A sample virial equation of state (where virial stems from the Latin word for force) giving the compressibility factor as an infinite series expansion in pressure is:
𝑍 = 1 + 𝐵 𝑇 𝑝 + 𝐶 𝑇 𝑝^2 + 𝐷 (𝑇)𝑝^3 + ⋯
Each of the terms in the expansion takes into account interactions among progressively more molecules, where the interactions take place at the same time. The first term (1) takes into account interactions of the molecule with itself, the next term takes into account the interaction of the molecule with one other molecule, and the third term takes into account the simultaneous interaction of the molecule with two other molecules. The expansion continues up to however many simultaneous molecular interactions one wishes to consider (thought the terms get progressively smaller as the likelihood of these interactions decreases).
Supplemental Question 2) For a system whose state coincides with the two phase region of a P-v diagram, is that system a simple system?
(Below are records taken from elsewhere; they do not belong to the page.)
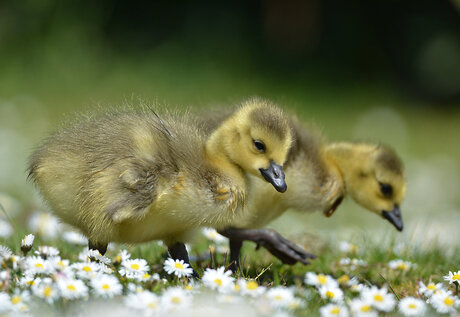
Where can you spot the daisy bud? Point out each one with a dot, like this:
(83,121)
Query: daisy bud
(27,243)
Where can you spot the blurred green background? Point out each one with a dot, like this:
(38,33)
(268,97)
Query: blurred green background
(372,70)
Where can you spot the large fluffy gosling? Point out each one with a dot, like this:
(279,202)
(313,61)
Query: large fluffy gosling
(320,176)
(130,176)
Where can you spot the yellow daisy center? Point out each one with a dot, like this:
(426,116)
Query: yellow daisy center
(15,300)
(47,291)
(343,279)
(431,287)
(335,310)
(365,308)
(449,301)
(87,269)
(322,279)
(378,298)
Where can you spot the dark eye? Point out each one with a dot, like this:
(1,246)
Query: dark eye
(259,145)
(386,189)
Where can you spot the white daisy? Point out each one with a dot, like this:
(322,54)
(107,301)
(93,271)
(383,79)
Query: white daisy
(177,267)
(333,310)
(73,237)
(250,287)
(72,289)
(106,286)
(175,298)
(44,224)
(279,297)
(411,306)
(444,302)
(379,298)
(347,247)
(429,289)
(46,290)
(133,267)
(87,270)
(453,277)
(145,301)
(37,265)
(401,265)
(5,229)
(5,303)
(47,252)
(332,293)
(361,308)
(213,235)
(27,242)
(218,279)
(320,280)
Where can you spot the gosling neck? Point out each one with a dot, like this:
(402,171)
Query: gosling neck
(217,156)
A simple system is one that is composed of a pure substance or a uniform mixture of non-reacting gases. A pure substance is one that has a uniform and invariable chemical composition. Since a system that is in the two phase region of a P-v diagram has two states in it (either: solid- liquid, liquid-gas, or gas-solid), it does not have a uniform chemical composition and as such is NOT a simple system.